Senator Shelley Moore Capito (R-WV) is urging all five FCC Commissioners to take action on the agency’s long-standing pole attachment proceeding. She believes this issue is particularly important as NTIA prepares to distribute more than $42 billion in BEAD broadband grants to close the digital divide. 

Capito says ensuring that all American families have access to broadband service and the significant benefits it brings is a top priority for the current Congress, and for the lawmaker personally. “Through multiple, bipartisan legislative initiatives that I helped establish, particularly the BEAD program, enormous federal investments are being made to deploy broadband networks to those households currently without any internet access,” writes Capito in a letter.  

For these efforts to be successful, however, the FCC must do its part to ensure broadband construction is promptly and efficiently completed to unserved communities, according to Capito.
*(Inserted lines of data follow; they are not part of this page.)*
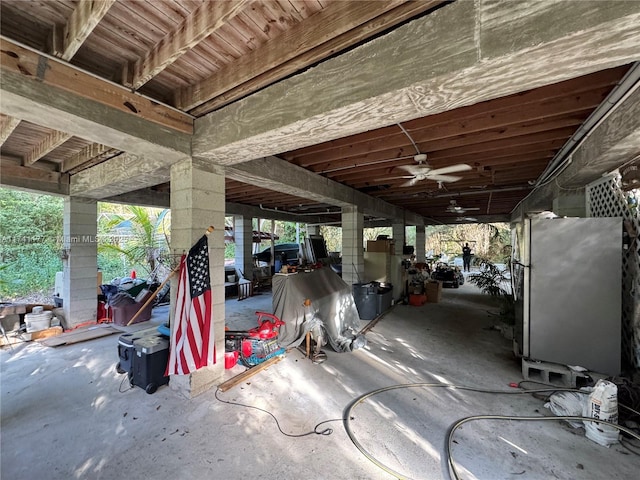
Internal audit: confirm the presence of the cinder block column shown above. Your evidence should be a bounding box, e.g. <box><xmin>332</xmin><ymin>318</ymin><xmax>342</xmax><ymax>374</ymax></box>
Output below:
<box><xmin>553</xmin><ymin>190</ymin><xmax>587</xmax><ymax>218</ymax></box>
<box><xmin>391</xmin><ymin>223</ymin><xmax>406</xmax><ymax>255</ymax></box>
<box><xmin>62</xmin><ymin>197</ymin><xmax>98</xmax><ymax>328</ymax></box>
<box><xmin>342</xmin><ymin>207</ymin><xmax>364</xmax><ymax>285</ymax></box>
<box><xmin>233</xmin><ymin>215</ymin><xmax>253</xmax><ymax>280</ymax></box>
<box><xmin>415</xmin><ymin>225</ymin><xmax>427</xmax><ymax>262</ymax></box>
<box><xmin>169</xmin><ymin>159</ymin><xmax>225</xmax><ymax>398</ymax></box>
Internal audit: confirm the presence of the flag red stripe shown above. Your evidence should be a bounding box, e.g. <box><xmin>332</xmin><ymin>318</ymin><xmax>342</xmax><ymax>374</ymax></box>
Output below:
<box><xmin>167</xmin><ymin>236</ymin><xmax>216</xmax><ymax>374</ymax></box>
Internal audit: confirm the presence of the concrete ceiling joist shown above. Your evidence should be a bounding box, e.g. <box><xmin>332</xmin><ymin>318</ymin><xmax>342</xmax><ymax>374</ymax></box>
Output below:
<box><xmin>193</xmin><ymin>1</ymin><xmax>640</xmax><ymax>165</ymax></box>
<box><xmin>225</xmin><ymin>157</ymin><xmax>424</xmax><ymax>225</ymax></box>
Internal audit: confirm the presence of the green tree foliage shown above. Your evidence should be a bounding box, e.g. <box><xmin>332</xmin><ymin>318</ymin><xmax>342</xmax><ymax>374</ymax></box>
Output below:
<box><xmin>426</xmin><ymin>223</ymin><xmax>511</xmax><ymax>263</ymax></box>
<box><xmin>0</xmin><ymin>188</ymin><xmax>63</xmax><ymax>299</ymax></box>
<box><xmin>98</xmin><ymin>205</ymin><xmax>169</xmax><ymax>280</ymax></box>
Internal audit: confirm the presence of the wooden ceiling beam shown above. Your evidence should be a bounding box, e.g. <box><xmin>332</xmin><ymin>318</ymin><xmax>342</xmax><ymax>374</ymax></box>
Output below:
<box><xmin>60</xmin><ymin>143</ymin><xmax>119</xmax><ymax>173</ymax></box>
<box><xmin>51</xmin><ymin>0</ymin><xmax>116</xmax><ymax>60</ymax></box>
<box><xmin>292</xmin><ymin>88</ymin><xmax>610</xmax><ymax>171</ymax></box>
<box><xmin>132</xmin><ymin>0</ymin><xmax>251</xmax><ymax>90</ymax></box>
<box><xmin>284</xmin><ymin>66</ymin><xmax>628</xmax><ymax>160</ymax></box>
<box><xmin>22</xmin><ymin>130</ymin><xmax>72</xmax><ymax>167</ymax></box>
<box><xmin>0</xmin><ymin>115</ymin><xmax>20</xmax><ymax>147</ymax></box>
<box><xmin>0</xmin><ymin>37</ymin><xmax>193</xmax><ymax>135</ymax></box>
<box><xmin>175</xmin><ymin>0</ymin><xmax>443</xmax><ymax>116</ymax></box>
She says she continues to hear about problems and delays associated with broadband providers getting reasonable and timely access to utility poles as part of their broadband deployment efforts in West Virginia. “I understand that this issue is widespread. The Commission can and must do everything possible to stop this harmful behavior and end practices and tactics that are slowing or halting broadband network deployment,” she writes.

Capito says the trend of rising costs also warrants agency attention “to ensure that federal funds are not being wasted.”

Taking action in the Commission’s long-standing pole attachment proceeding is an important first step, according to the senator. She notes the proceeding was started over three years ago and the record is complete. “The Commission’s actions related to reasonable and timely pole access sets an important precedent, even for pole owners not subject to the Commission’s jurisdiction and in states that have adopted their own pole attachment rules,” states Capito. 

In areas where broadband network construction efforts cannot be buried underground, they depend on access to “an existing and long-established network of utility poles. Yet the process for obtaining timely and reasonable access to poles is too often obstructed due to a number of factors such as workforce shortages and pole owners that are seeking to offer broadband services and receive funding from federal broadband programs,” according to Capito. 

“West Virginia’s State Broadband Office leadership has publicly declared that reaching pole attachment agreements is the biggest source of delay in deploying federal broadband funding,” writes Capito. “Specifically, inconsistent policies that allow pole access by owners are keeping some broadband networks from being built.”

This pole attachment experience is replicated across the country, she notes. Capito urges the FCC “to establish a fair sharing of pole replacement cost with an expedited process for resolving disputes.” Not doing this, she cautions, “likely will result in missed deadlines and timelines for network construction, as well as changes to deployment plans that will mean that millions of Americans without broadband will have to wait even longer.”